1988: Liverpool – The Anfield Rap: Possibly the absolute low in the entire history of music, never mind the mere sub-genre of FA Cup Final songs, Anfield Rap features John Barnes making an even worse job of rapping than he did on “World In Motion”, the never-to-be-forgotten sound of Bruce Grobbelaar rapping in a syrup-thick Zimbabwean accent and snatches of Bill Shankly hamming it up for the media whilst in his pomp, all set to the demo version of the theme music to “The Fresh Prince Of Bel Air”.

1995: Everton – All Together Now: Perhaps “Anfield Rap” was the beginning of the end of footballers getting involved – or wanting to get involved – in Cup Final songs. By the time that Everton reached the 1995 FA Cup final against Manchester United, former scallies The Farm were on board to re-record a version of their song “All Together Now” (itself based on Pachalbel’s Canon in D major) and the team is nowhere to be heard, although the dulcet tones of Alan Green can be heard.

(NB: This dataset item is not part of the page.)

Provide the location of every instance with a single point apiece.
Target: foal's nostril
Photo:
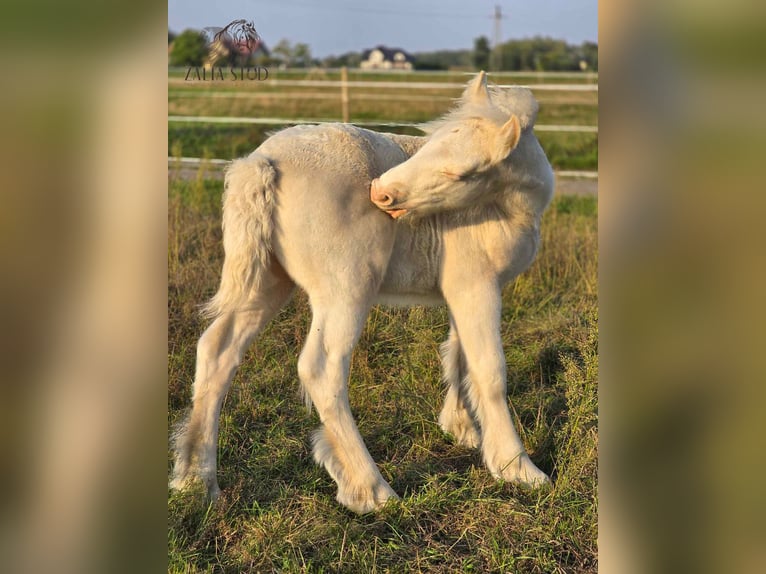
(378, 195)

1997: Middlesbrough – Let’s Dance: There have been several different songs called Let’s Dance over the years, and this one, was a reworking of – try to keep the sick down if possible – the Chris Rea version. It was fronted by the comedian (and Middlesbrough supporter) Bob Mortimer, and features, pleasingly, a slightly uncomfortable looking squad singing into microphones, although they seem to be enjoying themselves. Note also the inventive spelling of Curtis Fleming’s surname towards the start of the video.

1997: Chelsea – Blue Day: In 1997, it was a very different Chelsea to now. With a clear nod to the previous year’s “Three Lions”, Suggs led the team through a strangely maudlin (considering everything that has happened since) song with a curiously irritating, “Chelsea Chelsea!” chorus. It seems difficult to imagine Didier Drogba getting involved in something like this.